Native ATM-Anwendungen sind wegen fehlender ATM-Infrastruktur und zu hohe Kosten bisher kaum anzutreffen. Seit kurzem existiert jedoch ein natives ATM-System auf dem Markt. Sican (http://www.sican-micro.com) entwickelte zusammen mit Siemens das Produkt "Provision Multinet". Dieses System arbeitet mit ISDN- und TCP/IP-Applikationen zusammen. CSCW-Anwendungen lassen sich in heutigen LANs genauso über LAN-Emulation einsetzen, wie über 64-kBit/s-ISDN-Leitungen. Eine Telekooperation zwischen Teilnehmern mit N-ISDN- und ATM-Anschluß ist somit auch bei diesem System möglich.

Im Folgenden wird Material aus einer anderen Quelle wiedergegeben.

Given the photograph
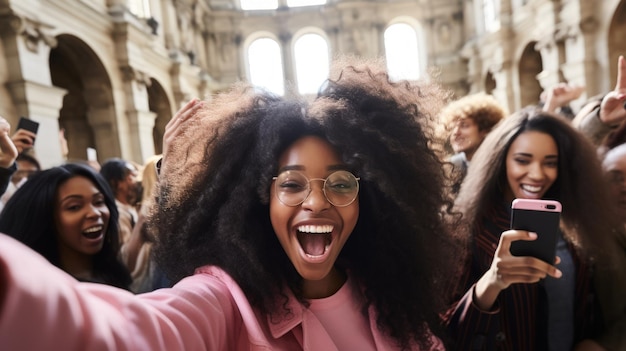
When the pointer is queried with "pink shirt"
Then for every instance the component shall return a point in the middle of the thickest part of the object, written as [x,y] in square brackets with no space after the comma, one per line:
[45,308]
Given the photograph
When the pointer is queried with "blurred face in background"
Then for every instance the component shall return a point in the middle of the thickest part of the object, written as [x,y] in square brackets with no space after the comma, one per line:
[466,137]
[24,170]
[614,166]
[81,216]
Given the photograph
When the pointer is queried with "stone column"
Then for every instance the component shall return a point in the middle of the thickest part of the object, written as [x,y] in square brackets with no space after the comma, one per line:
[288,64]
[140,118]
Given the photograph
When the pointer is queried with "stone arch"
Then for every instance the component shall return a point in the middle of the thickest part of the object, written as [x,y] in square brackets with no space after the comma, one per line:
[88,112]
[530,65]
[159,103]
[616,43]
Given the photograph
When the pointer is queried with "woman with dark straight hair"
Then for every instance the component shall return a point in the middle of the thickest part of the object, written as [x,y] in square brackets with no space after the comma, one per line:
[509,302]
[68,215]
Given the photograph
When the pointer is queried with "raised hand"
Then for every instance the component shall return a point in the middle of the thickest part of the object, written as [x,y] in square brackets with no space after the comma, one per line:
[507,269]
[612,109]
[561,95]
[23,140]
[8,151]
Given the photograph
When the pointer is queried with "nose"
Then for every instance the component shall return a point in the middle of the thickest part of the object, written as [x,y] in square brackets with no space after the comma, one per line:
[536,171]
[456,130]
[316,201]
[93,212]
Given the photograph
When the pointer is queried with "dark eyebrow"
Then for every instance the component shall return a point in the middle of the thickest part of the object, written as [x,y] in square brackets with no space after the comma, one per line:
[71,197]
[339,167]
[80,197]
[531,155]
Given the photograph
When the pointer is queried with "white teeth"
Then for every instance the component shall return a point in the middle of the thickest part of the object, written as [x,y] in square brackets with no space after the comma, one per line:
[93,229]
[530,188]
[316,229]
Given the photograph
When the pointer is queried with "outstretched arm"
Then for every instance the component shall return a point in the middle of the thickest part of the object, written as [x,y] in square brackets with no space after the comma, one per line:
[41,306]
[612,109]
[507,269]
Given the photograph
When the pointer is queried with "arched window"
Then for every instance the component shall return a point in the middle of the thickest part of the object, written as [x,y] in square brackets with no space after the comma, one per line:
[140,8]
[401,52]
[265,65]
[297,3]
[312,62]
[491,14]
[258,4]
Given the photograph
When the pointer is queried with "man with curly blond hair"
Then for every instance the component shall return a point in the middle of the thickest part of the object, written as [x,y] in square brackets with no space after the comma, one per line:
[468,120]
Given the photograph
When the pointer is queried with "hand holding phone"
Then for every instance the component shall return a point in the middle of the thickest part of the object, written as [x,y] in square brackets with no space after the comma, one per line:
[28,124]
[25,133]
[539,216]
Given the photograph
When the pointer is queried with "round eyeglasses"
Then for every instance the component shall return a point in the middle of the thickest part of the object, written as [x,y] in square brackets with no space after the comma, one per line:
[293,187]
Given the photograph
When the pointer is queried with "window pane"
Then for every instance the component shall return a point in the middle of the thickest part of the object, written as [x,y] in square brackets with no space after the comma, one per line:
[140,8]
[259,4]
[491,12]
[296,3]
[266,65]
[311,57]
[401,52]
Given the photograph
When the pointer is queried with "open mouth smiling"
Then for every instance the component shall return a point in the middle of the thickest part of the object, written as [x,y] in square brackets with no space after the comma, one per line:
[314,239]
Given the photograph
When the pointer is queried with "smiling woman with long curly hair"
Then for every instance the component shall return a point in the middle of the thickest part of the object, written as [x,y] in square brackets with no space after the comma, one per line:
[291,225]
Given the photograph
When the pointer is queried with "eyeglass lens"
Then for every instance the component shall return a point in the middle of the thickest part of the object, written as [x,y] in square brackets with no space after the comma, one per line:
[340,188]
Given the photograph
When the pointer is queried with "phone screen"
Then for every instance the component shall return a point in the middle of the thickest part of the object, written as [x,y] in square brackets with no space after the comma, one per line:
[539,216]
[92,154]
[27,124]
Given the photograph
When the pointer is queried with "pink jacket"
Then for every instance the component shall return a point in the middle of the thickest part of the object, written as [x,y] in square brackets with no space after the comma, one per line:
[42,307]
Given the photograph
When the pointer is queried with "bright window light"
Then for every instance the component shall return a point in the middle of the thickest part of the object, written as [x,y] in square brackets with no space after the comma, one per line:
[401,52]
[266,65]
[311,57]
[298,3]
[259,4]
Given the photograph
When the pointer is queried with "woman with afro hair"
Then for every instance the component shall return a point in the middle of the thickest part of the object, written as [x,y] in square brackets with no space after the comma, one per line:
[286,226]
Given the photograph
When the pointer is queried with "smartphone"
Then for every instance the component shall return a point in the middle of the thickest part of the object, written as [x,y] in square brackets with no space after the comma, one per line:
[27,124]
[539,216]
[92,154]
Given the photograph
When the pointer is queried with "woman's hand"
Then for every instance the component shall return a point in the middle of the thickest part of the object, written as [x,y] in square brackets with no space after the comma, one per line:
[172,129]
[612,110]
[507,269]
[8,150]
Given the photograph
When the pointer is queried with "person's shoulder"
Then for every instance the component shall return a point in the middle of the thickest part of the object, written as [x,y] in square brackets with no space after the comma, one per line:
[458,160]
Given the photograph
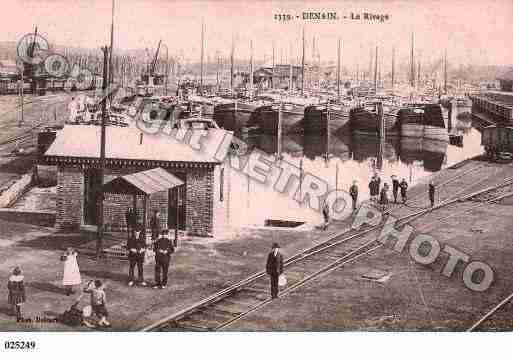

Die Bildwiederholrate (Frame Rate) beläuft sich auf 7,5 bis 30 Bilder pro Sekunde. Die ITU-Empfehlungen H.320 und T.120 werden beide unterstützt. H.320 ist dabei auf der Multinet-Karte integriert, so daß sich über ISDN-Verbindungen höhere Übertragungsqualitäten erreichen lassen. Die Endstationen werden zusätzlich durch die H.261-Komprimierung auf der Karte entlastet. Für die Audiocodierung sind G.711, G.722 und G.728 zuständig. Weiterhin lassen sich ATM-Verbindungen von 2,4 MBit/s bis 155 MBit/s skalieren. Segmentierung und Wiedervereinigung der Datenströme erfolgt nach der ITU-Empfehlung TI.363 für die Anpassungsschichten AAL-Typ-3/4 und AAL-Typ-5. Bei Verbindungen der verschiedenen Teilnehmer lassen sich 16 Gruppen mit jeweils 512 aufeinanderfolgenden VPI/ VCI-Adressen (Virtual Path Identifier/Virtual Channel Identifier) ansprechen.

Als Endgeräte sind Standard-PCs vorgesehen, die folgende Komponenten enthalten:

einen Anschluß des Multimedia-Desktops mit LWL-Kabel an ein ATM-Vermittlungssystem, das Video/Grafiksystem zur unabhängigen Verarbeitung von vier Videoströmen mit der Videokompression MPEG/JPEG und optional ein H.320-Modul für das Video-Interworking mit ISDN-Teilnehmern sowie Kamera, Mikrofon und Lautsprecher.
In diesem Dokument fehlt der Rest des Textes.